The powerful arguments raised on both sides of the amendment closely tracked those of a year ago (see http://www.aip.org/fyi/2003/077.html ) On the first day of debate this year, Kennedy told his colleagues that "There is little doubt that we would be starting a news arms race. Although it is too soon to tell who will follow suit, few developments in the quantity or quality of nuclear weapons have gone unmatched by other powers. To start a costly new arms race for these weapons of little utility is, I believe, a mistake. At the same time, the benefits are not clear. Opponents will just build deeper bunkers, out of the range of new weapons. We will build weapons with deeper range and our enemies will again build deeper bunkers." He later added, "The nuclear weapons the administration is developing go by such terms as ‘mini-nukes' and ‘bunker busters.' They may not posses the yield of the nuclear warheads of the cold war era, but a mushroom cloud is still a mushroom cloud. They can still cause monumental destruction, massive casualties, and long-term environmental damage to entire regions of the world." Kennedy and the supporters of the amendment pointed to a five-year cost projection for RNEP of $484 million as an indication that the Administration plans to carry this weapon through to the 6.3 (advanced technology development) stage, which would require congressional authorization. Kennedy said that under such a plan, RNEP development would occur in 2007 and testing in 2009.
Toward the end of the second day of debate, Senator Pete Domenici (R-NM), a proponent of this research funding, addressed his colleagues: "I remain hopeful that we will only use our stockpile as a deterrent to other nuclear states. However, to be an effective deterrent, it must evolve to address the changing threats. We also must maintain a group of experts at our national labs that understand the complex science to support the engineering and physics to ensure our stockpile is a viable deterrent and is safely stored at home. . . . We are using the RNEP study to examine whether or not existing weapons could be adapted to improve our ability to hold at risk deeply buried facilities that our enemies occupy. We are challenging our scientists to think of a wide variety of options and face challenges to ensure that our nuclear deterrent is flexible and responsive to evolving threats. Failure to challenge our physicists and engineers will limit our capabilities in the future. . . . This research is critical to ensuring this country has an effective and safe stockpile that will serve as a credible deterrent to all existing and potential threats."

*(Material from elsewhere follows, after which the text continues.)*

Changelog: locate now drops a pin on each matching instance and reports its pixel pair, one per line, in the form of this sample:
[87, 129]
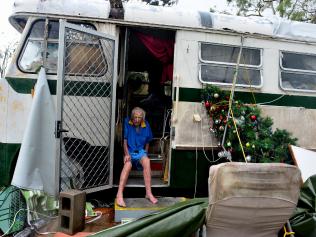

Domenici's sentiments, while not surprising, are nevertheless significant since they reaffirm his position about the funding of these nuclear weapons initiatives. Domenici is the chairman of the Senate Energy and Water Development Appropriations Subcommittee. Funding for the initiatives is in the Department of Energy section of the FY 2005 bill he is writing.
Few senators changed their minds during the last year. Last year, senators voted separately on the RNEP and advanced concepts programs. This year, a single vote was held to terminate funding for both. In 2003, Joseph Lieberman (D-CT) and John Breaux (D-LA) each split their votes on funding for the two programs. This year, they supported the single Kennedy amendment to kill funding for both programs. In contrast, last year Ernest Hollings (D-SC) voted to kill funding for both programs; this year he changed his position to support funding.
Domenici and his Senate appropriators are on a collision course with the House Appropriations Committee that voted not to fund the Administration's nuclear weapons initiatives (see http://www.aip.org/fyi/2004/082.html .) House Energy and Water Development Appropriations Subcommittee Chairman David Hobson (R-OH) opposed funding these and other nuclear weapons initiatives this year, as he did last year, and the full House supported his position. Domenici served notice that he will oppose the House's action, saying "I think we're going to have a hell of a fight over it."